The Collective Bargaining Agreement allows Graham to appeal the decision to a three-member Appeals Panel within 10 days of the decision. The NFLPA announced in a statement they will "carefully determine next steps in this matter."
Graham had filed a grievance arguing that he deserved to be designated as a wide receiver under the franchise tag because he spent more time out wide and in the slot than at the line of the scrimmage, as tight ends did in the past.
Burbank concluded that Graham was aligned close enough to the line of scrimmage (four yards) for a majority of plays to be disqualified from the wide-receiver designation. Essentially, the slot doesn't count as out wide for franchise-tag purposes.
That decision will set a precedent for future disputes.

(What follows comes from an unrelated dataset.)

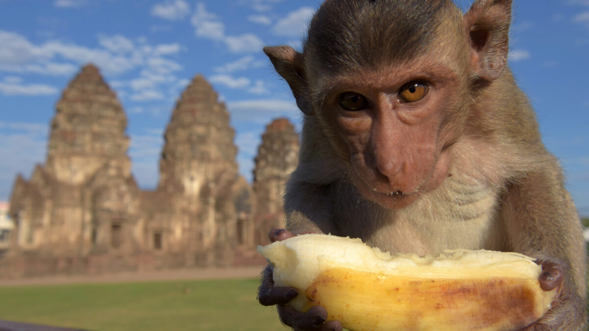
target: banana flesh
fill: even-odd
[[[557,294],[540,287],[534,259],[514,253],[391,256],[359,239],[315,234],[257,250],[275,286],[299,290],[289,306],[322,306],[328,319],[355,331],[518,330],[540,318]]]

The ruling comes as no surprise to us. Graham identifies himself as a tight end in his Twitter bio. He goes to meetings in the tight end room. He aligns out wide and in the slot because that's what tight ends do in today's NFL.
The traditional definition of a tight end is outdated. More germane to the conversation at hand, it places an unreasonable cap on the value of the best "joker" tight ends -- a relatively new position that deserves to be compensated at a rate closer to wide receiver.
The upshot for Graham is that he only loses a modicum of leverage in long-term talks with the Saints. One of the primary reasons for his grievance was an avenue to significantly raise the guaranteed portion of his next contract.
If Graham does not reach agreement with the organization on a new contract by the July 15 deadline, he will play out the season under the $7.053 million franchise tag. We fully expect Graham to remain in New Orleans under a new deal, whether that happens in the next two weeks or in the 2015 offseason.